Suivez-nous sur Twitter Suivez-nous sur Facebook VQ  velo.qc.ca 
Actualités

La géolocalisation des maladies neuromusculaires au Saguenay−Lac-Saint-Jean

Par Annie Labrecque - 15/05/2018


Les personnes atteintes de certaines maladies génétiques habitent plus souvent dans des quartiers défavorisés, selon des chercheurs québécois.

La dystrophie musculaire de type 1 (DM1) et l’ataxie de Charlevoix-Saguenay sont des maladies neuromusculaires fréquentes dans la région du Saguenay−Lac-Saint-Jean. Des recherches se sont amorcées dans les années 1980 afin de localiser les patients souffrant de ces maladies, mais aussi d’analyser leur logique résidentielle. Où choisissent-ils de s’établir? Quelles sont leurs caractéristiques socio-économiques? Les chercheurs du Centre d’étude des conditions de vie et des besoins de la population (ÉCOBES) de Jonquière se sont penchés sur ces questions. Leur constat? Ces personnes habitent principalement dans des quartiers défavorisés. «Nous avons calculé qu’il y avait 250 personnes atteintes dans la région. La prévalence au Saguenay−Lac-Saint-Jean est dix fois supérieure à la prévalence mondiale, et elle peut être encore plus élevée dans les quartiers défavorisés», dit Jean-Guillaume Simard, enseignant-chercheur au Cégep de Jonquière et à ÉCOBES.

Les chercheurs remarquent aussi que ces individus ayant des incapacités physiques possèdent un revenu et un niveau de scolarité plus faibles que la population en santé. «Le gène peut rester «captif» dans certains quartiers. Les personnes porteuses du gène, dont certaines ne montrent aucun symptôme, se marient et continuent la propagation à leur descendance», explique Jean-Guillaume Simard.

En sachant cela, en 2015, le chercheur a voulu déterminer si ces personnes vulnérables avaient accès à des services de santé à proximité de leur lieu de résidence. «On a trouvé que l’accès aux services n’était pas si problématique étant donné que ces quartiers défavorisés sont souvent près des centres urbains, et donc des services comme la pharmacie ou l’épicerie», indique le chercheur. «Être éloigné de 10 km pour vous et moi, ce n’est pas un enjeu. Mais pour une personne avec des incapacités fonctionnelles et qui dépend du transport adapté, cela peut être considérable», nuance-t-il.

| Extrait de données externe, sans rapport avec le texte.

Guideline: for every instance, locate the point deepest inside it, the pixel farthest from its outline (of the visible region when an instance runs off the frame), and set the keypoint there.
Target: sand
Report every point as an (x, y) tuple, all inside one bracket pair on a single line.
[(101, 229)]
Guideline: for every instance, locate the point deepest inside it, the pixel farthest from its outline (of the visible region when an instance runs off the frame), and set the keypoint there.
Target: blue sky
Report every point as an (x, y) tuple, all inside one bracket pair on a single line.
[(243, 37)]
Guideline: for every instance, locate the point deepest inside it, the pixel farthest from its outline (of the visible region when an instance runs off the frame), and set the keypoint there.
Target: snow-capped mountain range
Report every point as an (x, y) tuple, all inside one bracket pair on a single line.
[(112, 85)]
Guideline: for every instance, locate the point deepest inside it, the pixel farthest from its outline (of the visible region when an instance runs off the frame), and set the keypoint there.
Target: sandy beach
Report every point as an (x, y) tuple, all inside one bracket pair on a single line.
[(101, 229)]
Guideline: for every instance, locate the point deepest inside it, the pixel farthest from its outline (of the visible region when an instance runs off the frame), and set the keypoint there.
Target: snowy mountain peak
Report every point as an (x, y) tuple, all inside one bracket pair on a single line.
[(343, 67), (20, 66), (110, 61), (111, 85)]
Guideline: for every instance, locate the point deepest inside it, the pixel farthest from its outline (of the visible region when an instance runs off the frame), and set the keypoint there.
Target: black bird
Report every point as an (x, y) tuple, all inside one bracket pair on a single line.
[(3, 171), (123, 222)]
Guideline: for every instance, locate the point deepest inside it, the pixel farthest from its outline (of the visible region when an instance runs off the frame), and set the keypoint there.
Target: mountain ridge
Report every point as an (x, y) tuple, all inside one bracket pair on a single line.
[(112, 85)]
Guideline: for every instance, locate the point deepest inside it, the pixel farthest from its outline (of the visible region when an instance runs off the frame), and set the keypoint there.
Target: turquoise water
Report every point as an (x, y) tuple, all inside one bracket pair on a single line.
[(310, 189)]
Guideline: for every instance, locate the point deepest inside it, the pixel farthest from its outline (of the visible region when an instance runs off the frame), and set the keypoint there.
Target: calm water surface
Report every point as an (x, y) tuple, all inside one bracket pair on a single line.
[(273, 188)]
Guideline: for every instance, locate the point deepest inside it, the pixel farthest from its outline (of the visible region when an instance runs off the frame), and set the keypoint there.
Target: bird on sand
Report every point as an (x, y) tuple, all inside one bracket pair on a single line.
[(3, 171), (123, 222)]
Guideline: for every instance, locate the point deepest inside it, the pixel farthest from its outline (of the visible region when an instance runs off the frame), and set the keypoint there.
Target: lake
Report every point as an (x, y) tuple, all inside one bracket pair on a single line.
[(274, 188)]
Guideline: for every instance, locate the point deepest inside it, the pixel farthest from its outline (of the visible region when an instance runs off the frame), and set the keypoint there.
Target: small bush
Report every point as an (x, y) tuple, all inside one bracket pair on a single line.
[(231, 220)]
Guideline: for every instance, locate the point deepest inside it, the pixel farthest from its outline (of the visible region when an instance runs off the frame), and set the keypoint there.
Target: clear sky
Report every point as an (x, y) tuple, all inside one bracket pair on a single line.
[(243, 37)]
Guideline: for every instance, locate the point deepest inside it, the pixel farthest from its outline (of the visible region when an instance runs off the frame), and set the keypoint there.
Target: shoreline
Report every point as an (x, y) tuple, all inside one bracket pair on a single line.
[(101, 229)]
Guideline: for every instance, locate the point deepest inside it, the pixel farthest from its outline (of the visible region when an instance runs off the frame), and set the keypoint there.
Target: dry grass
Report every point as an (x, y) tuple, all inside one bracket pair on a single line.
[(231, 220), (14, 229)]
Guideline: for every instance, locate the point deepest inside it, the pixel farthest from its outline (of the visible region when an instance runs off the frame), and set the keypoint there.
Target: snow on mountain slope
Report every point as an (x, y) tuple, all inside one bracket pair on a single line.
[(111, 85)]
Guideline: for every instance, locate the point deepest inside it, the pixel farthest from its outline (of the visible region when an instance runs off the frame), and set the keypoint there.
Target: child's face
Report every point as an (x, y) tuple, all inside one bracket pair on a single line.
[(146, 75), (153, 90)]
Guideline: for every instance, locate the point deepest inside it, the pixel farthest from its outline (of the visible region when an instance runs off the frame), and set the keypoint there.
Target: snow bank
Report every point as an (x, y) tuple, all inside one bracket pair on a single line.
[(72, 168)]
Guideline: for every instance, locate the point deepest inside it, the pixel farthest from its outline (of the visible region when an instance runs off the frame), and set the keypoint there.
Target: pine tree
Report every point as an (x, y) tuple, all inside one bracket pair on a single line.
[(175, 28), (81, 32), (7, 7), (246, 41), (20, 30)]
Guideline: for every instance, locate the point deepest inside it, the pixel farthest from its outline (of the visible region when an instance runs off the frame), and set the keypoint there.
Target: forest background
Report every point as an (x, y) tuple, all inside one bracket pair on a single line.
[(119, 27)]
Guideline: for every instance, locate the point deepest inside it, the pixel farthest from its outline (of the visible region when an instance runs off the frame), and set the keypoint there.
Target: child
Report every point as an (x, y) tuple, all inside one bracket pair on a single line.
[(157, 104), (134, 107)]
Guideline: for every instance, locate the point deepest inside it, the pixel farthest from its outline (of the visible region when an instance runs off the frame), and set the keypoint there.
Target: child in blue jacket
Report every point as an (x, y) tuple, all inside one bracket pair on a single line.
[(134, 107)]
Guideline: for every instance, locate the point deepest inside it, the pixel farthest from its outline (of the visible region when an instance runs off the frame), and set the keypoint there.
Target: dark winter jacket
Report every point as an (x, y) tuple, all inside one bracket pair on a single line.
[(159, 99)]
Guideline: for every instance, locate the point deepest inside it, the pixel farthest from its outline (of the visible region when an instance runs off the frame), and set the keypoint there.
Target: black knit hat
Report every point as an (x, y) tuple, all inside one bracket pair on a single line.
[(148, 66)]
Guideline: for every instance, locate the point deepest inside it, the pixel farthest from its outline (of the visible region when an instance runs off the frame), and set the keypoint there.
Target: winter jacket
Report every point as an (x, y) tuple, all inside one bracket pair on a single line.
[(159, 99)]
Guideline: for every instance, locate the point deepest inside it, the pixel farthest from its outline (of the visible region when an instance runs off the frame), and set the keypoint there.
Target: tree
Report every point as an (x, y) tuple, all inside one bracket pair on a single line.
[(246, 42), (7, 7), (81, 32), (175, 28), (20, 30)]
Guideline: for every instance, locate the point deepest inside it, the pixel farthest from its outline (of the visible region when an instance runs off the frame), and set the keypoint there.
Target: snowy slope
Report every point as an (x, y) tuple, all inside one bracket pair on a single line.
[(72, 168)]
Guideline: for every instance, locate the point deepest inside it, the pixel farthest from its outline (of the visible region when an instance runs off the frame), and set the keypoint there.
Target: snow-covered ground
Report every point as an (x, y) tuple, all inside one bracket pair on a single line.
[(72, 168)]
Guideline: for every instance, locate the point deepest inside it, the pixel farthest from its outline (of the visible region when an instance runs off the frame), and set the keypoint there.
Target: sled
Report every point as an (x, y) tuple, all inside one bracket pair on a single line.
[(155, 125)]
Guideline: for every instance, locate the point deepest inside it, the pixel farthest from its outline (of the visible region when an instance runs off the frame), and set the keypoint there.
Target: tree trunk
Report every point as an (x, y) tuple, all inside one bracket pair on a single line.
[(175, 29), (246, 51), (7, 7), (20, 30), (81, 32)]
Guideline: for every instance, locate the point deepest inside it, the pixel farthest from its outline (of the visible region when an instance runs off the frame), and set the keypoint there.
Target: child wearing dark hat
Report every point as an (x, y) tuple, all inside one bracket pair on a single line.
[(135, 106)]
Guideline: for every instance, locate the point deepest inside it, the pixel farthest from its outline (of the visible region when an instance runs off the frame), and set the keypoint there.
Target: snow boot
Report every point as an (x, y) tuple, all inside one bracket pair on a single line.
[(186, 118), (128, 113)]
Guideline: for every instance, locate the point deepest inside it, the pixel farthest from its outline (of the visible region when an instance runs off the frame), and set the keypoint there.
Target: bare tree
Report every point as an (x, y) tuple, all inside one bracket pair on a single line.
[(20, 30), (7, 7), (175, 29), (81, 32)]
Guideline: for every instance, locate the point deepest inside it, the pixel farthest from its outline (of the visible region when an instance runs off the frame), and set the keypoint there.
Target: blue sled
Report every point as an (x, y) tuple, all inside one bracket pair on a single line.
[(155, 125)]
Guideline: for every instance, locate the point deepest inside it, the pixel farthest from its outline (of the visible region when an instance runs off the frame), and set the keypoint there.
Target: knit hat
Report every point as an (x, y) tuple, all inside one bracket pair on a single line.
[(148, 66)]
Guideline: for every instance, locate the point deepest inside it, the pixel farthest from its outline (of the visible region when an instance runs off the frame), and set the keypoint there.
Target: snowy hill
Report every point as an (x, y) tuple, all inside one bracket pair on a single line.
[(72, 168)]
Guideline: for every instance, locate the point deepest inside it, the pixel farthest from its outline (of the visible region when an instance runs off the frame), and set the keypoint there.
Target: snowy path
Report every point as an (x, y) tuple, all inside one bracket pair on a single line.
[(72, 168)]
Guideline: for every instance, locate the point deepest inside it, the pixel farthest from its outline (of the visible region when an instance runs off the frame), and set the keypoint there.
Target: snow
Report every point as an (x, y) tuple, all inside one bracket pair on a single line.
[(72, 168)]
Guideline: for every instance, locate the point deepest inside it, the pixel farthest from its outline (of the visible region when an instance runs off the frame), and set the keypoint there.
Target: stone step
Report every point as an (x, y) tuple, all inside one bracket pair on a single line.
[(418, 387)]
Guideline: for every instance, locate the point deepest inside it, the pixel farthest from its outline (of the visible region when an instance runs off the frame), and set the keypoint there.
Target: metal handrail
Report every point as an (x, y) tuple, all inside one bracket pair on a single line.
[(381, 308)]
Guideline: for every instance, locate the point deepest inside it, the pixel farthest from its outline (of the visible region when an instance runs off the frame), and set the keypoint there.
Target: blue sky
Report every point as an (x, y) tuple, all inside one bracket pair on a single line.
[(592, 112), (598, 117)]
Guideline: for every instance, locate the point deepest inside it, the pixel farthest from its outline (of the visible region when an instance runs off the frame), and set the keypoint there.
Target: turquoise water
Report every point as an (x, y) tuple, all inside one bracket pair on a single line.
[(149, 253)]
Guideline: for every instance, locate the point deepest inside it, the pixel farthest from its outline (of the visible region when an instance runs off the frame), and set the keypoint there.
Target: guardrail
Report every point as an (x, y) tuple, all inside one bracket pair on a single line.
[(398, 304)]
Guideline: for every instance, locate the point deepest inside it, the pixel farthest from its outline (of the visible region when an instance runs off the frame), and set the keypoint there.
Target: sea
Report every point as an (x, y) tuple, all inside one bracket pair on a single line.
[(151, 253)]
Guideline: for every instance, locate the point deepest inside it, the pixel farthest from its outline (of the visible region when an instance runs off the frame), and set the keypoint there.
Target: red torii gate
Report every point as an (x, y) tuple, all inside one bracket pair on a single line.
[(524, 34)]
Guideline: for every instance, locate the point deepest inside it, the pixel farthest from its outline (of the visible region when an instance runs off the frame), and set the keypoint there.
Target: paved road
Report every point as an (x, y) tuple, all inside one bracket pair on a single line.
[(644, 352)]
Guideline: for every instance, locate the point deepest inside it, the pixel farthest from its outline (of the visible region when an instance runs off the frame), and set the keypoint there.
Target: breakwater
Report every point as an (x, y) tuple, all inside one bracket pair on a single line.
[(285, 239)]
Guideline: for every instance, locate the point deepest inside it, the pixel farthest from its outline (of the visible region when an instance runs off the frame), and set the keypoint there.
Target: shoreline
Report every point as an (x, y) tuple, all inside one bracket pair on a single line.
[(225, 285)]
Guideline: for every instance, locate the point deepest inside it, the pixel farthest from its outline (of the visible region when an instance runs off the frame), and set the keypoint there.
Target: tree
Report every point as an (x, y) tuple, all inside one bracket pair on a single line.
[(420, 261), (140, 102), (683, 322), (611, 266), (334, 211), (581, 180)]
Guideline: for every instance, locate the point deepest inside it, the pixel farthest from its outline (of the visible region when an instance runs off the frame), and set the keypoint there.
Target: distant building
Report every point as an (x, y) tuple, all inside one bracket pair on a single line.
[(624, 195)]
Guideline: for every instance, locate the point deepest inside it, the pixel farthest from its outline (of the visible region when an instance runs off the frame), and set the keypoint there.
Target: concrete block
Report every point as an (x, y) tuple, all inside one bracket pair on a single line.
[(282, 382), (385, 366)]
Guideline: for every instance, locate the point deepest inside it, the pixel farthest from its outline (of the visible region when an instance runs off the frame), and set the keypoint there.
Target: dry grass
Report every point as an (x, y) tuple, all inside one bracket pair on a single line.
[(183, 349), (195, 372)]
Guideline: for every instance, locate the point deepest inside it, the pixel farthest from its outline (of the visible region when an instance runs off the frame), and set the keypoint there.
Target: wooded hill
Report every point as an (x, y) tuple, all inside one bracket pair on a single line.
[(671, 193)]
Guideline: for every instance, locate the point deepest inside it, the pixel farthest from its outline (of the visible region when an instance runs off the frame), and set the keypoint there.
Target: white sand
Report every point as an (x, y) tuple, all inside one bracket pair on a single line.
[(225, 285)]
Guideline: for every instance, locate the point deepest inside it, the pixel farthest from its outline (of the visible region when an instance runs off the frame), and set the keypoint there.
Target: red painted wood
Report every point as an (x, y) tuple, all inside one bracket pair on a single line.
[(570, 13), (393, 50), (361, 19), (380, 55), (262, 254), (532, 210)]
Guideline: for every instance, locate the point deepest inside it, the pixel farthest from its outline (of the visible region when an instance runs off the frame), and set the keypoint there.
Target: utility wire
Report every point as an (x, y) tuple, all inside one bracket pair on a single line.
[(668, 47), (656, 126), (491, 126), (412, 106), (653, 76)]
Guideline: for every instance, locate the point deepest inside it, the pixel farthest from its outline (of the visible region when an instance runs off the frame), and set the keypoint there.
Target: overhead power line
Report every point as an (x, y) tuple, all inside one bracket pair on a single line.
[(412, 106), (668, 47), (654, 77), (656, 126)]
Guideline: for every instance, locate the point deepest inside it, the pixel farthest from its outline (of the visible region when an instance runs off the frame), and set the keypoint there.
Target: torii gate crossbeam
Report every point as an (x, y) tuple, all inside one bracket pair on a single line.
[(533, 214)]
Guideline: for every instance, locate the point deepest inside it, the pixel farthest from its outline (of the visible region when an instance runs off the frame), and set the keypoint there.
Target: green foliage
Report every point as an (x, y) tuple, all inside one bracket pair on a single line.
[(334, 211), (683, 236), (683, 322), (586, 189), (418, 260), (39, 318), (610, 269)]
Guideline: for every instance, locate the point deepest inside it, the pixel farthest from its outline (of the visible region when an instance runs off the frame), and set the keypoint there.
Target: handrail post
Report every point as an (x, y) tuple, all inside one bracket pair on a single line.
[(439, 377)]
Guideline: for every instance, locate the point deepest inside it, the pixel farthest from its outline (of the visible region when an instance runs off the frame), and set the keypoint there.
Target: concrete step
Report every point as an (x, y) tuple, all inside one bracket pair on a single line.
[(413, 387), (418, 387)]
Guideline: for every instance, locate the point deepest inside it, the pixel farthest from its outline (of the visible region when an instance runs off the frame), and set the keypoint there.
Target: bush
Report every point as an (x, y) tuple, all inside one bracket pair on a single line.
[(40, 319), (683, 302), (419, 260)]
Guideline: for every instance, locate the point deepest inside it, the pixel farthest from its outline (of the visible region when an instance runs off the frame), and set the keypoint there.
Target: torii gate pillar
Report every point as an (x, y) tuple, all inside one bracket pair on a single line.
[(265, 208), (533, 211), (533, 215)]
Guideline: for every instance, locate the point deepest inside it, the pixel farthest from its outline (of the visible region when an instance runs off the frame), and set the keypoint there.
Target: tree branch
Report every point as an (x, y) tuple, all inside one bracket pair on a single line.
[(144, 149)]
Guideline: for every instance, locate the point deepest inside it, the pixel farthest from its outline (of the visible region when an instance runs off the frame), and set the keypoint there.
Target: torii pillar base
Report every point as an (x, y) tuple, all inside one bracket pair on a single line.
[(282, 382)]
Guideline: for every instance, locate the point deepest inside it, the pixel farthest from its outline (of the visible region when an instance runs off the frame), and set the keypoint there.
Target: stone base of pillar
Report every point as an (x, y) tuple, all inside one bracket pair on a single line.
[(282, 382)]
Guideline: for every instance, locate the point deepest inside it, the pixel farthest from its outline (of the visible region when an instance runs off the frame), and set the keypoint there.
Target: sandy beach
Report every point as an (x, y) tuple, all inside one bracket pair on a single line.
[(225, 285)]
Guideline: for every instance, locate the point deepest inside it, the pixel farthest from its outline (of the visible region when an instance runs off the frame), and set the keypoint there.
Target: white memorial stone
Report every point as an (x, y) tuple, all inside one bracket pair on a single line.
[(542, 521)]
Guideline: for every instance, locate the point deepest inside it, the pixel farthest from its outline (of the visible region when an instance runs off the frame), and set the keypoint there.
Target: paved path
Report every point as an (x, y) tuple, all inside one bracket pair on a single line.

Un modèle pour le vieillissement de la population
Jean-Guillaume Simard est en train de répéter l’expérience de la géolocalisation, mais appliquée à l’ensemble du Québec en ciblant les personnes âgées ou à mobilité réduite.
«La dystrophie musculaire de type 1 se révèle un modèle de vieillissement prématuré. Dans le contexte actuel de déclin démographique, on veut observer l’offre de services dans les communautés. Comment peut-on améliorer ces milieux? », se demande le chercheur. Il souhaite ainsi que la carte d’accès des services puisse aider à développer les villes en tenant compte des besoins des personnes vulnérables.

Ces recherches ont été présentées pendant le congrès de l'ACFAS.